Racing: The fresh face of Ascot - all £200m of it

Mixed reviews and a downpour greet the first look at Royal course's redevelopment

Here yesterday, it mattered less who won or lost than where they played the game. Racing returned to the Queen's course after a hiatus of 20 months, and although the £200 million redevelopment still had something of the building site about it, the chippies and plumbers will be out by the start of the Royal meeting next month.

So is the jury. The dry run was anything but, which kept the limited numbers subdued - 11,000 were allowed though the gates but mostly stayed indoors - but there were enough gripes about poor ground-floor viewing, possible insufficient seating capacity in some areas, and potential access bottlenecks to keep the course supremo, Douglas Erskine-Crum, and his team busy before 80,000 descend in 23 days' time.

Erskine-Crum is confident that all will go smoothly next month. "We will take all the feedback on board," he said, "and work from there. But I defy anyone to build anything, from a house to a huge sporting arena like this, without there being teething troubles. Today has been an invaluable exercise."

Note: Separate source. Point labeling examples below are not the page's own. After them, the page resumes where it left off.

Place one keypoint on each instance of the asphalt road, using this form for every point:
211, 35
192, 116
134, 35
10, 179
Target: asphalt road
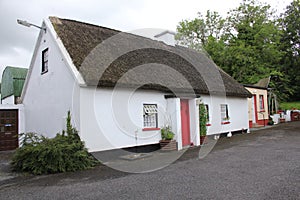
262, 165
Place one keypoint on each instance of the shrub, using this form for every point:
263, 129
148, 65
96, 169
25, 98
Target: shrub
63, 153
166, 133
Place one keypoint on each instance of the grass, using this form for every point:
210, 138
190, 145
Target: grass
290, 105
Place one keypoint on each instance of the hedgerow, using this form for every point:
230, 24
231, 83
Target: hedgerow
63, 153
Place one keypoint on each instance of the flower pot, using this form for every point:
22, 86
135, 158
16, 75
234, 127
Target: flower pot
168, 145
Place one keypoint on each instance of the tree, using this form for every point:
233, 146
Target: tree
254, 37
246, 44
290, 45
196, 33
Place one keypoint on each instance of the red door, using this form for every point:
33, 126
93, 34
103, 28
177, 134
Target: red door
185, 122
255, 109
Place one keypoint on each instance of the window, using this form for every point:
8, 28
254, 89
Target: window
261, 103
224, 114
45, 61
150, 116
207, 115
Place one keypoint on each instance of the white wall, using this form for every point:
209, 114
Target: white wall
49, 96
237, 109
194, 122
9, 100
114, 119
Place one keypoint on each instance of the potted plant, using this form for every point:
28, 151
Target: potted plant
202, 122
167, 142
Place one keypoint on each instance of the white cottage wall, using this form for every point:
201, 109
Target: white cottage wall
9, 100
49, 96
237, 109
113, 119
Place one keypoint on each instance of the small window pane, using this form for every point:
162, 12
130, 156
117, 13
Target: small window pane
150, 115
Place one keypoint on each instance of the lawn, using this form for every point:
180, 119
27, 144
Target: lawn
290, 105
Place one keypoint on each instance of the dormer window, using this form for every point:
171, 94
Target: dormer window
45, 61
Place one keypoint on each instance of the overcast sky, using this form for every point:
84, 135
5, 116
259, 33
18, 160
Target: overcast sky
17, 42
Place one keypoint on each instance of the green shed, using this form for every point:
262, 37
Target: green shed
13, 79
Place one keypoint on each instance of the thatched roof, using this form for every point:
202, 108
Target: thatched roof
110, 58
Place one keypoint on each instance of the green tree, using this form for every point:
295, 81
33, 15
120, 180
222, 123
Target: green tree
254, 40
246, 44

The grandstand is undoubtedly spectacular, even if to some it bears more than a passing resemblance to an airport terminal. For the professionals, though, where it counts is on the track, and there were few complaints. Yesterday's six races on brand-new, sodden turf passed without incident.

"The ground is like a carpet," said Ryan Moore, who won the day's feature, the Victoria Cup, on Partners In Jazz for David Barron. "In fact, it's the best ground I've ridden on all year."

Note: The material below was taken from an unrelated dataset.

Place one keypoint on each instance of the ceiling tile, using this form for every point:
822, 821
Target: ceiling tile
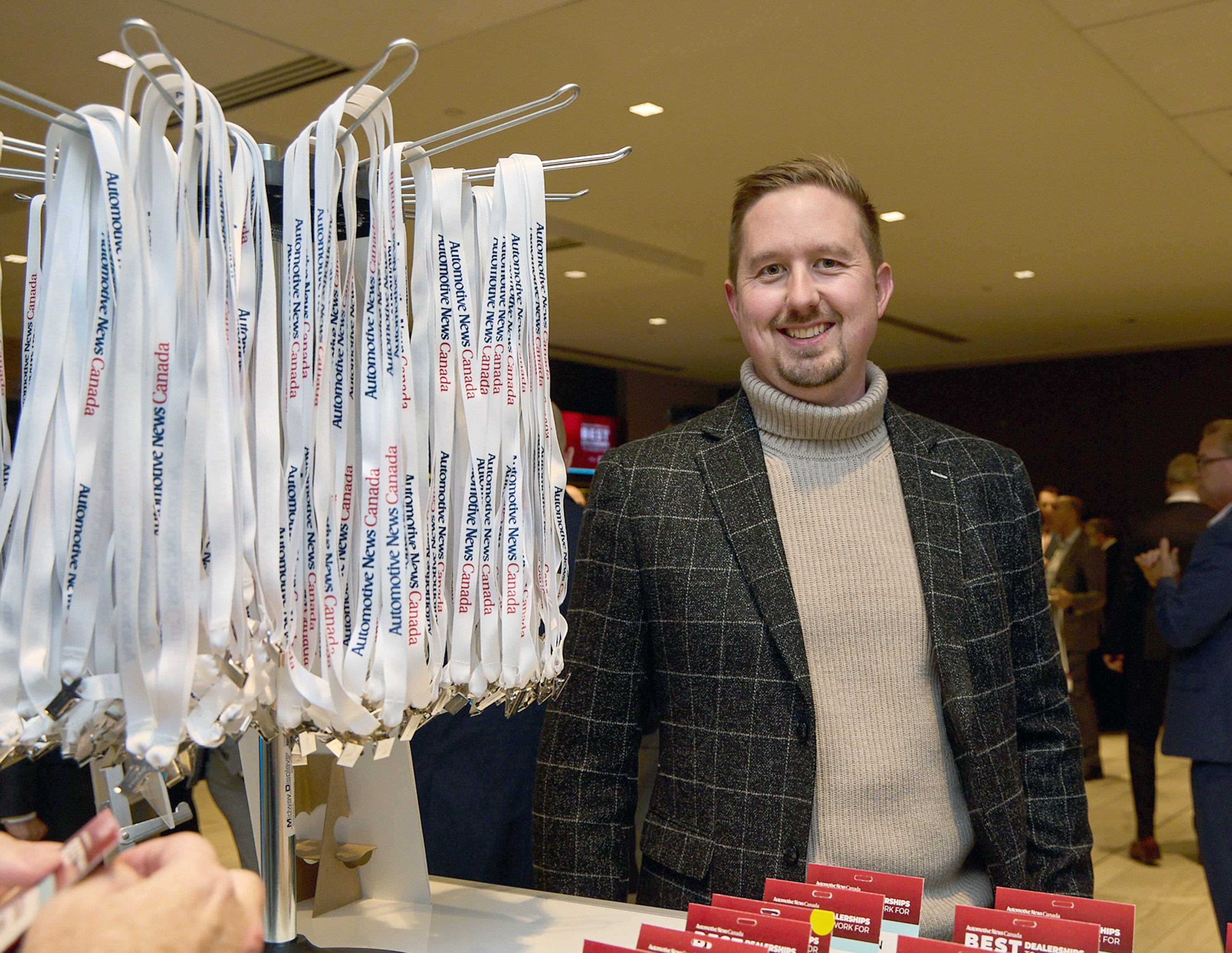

The straight mile has been realigned and the turf relaid from scratch. "It is better-drained than on the round course and so rides faster," added Moore. "It's early days yet, but cantering down we couldn't feel any differences across the course that might produce a draw bias. You can't knock it at all."

The distinction of opening the latest phase in Ascot's 295-year history went to Baby Strange, winner of the first race for jockey Graham Gibbons and trainer Paul Blockley. Almost inevitably, Ascot's favourite son, Frankie Dettori, was also on the scoreboard, taking the finale on the Sylvester Kirk-trained Trafalgar Bay. Dettori joined in the praise for the new racing surface. "Magnificent," he said. "Heaven."

The winner of yesterday's Irish 2,000 Guineas will have the St James's Palace Stakes on Royal Ascot's opening day as his target, but the surprise identity of that colt is Araafa, not George Washington, the so-impressive hero of the Rowley Mile. Aidan O'Brien's charge started at 4-7 to complete the Classic double but bottomless ground at the Curragh proved his undoing and he went down by two lengths to the Jeremy Noseda-trained winner, a 12-1 shot.

Alan Munro had Araafa close to the pace from the off and kicked on two furlongs out, getting first run on the favourite, who failed to quicken, veering towards third-placed Decado as he tried. "I had a hunch that he'd handle this ground, and he did," said Noseda. "We thought that second might be no disgrace, but if the favourite didn't perform we'd be waiting in the wings."

Kieren Fallon, on George Washington, confirmed the conditions were his mount's undoing. "He laboured on it," he said, "he plugged on but couldn't quicken. You'll see the real George back on better ground."

The fillies have their turn today in the Irish 1,000 Guineas, with British interests represented by the Newmarket runner-up, the Sir Mark Prescott-trained Confidential Lady, and third Nasheej (Richard Hannon), plus Short Dance (Barry Hills) and Don't Dili Dali (Gary Moore). The card also marks the reappearance of last year's best three-year-old, the Irish Derby and Arc winner Hurricane Run. Andre Fabre's star faces just two rivals in the Tattersalls Gold Cup.

At Auteuil this afternoon the admirable Tom Mullins-trained mare Asian Maze takes on 14 rivals, including her Irish compatriot Kerryhead Windfarm and Dom d'Orgeval for Britain, in the Prix La Barka.

After the hurdlers, the chasers are in the spotlight over the formidable Auteuil fences in the Grand Steeple-Chase de Paris, the French equivalent of the Cheltenham Gold Cup. The two principals are the Arnaud Chaille-Chaille stablemates, the 11-year-old Kotkijet, winner for the past two years, and six-year-old Cyrlight. The young pretender, unbeaten this season, could set up a fabulous double for his owner, Sean Mulryan, who has Linda's Lad in the Derby.

One of his Epsom rivals, the fourth favourite Sir Percy, sealed his place in the Derby field with a satisfactory workout over a mile and a half at Lingfield yesterday morning. The colt returned from his second place in the 2,000 Guineas stiff and sore but has bounced back well. "It could not have gone much better today," said his trainer, Marcus Tregoning.


Best shortshot
Idarah (3.15) is lightly raced, progressive, won by seven lengths last time and is in the King Edward VII Stakes.

Best longshot
Dancing Guest (5.25) won on soft ground last year and should be sharper for his three-year-old debut run.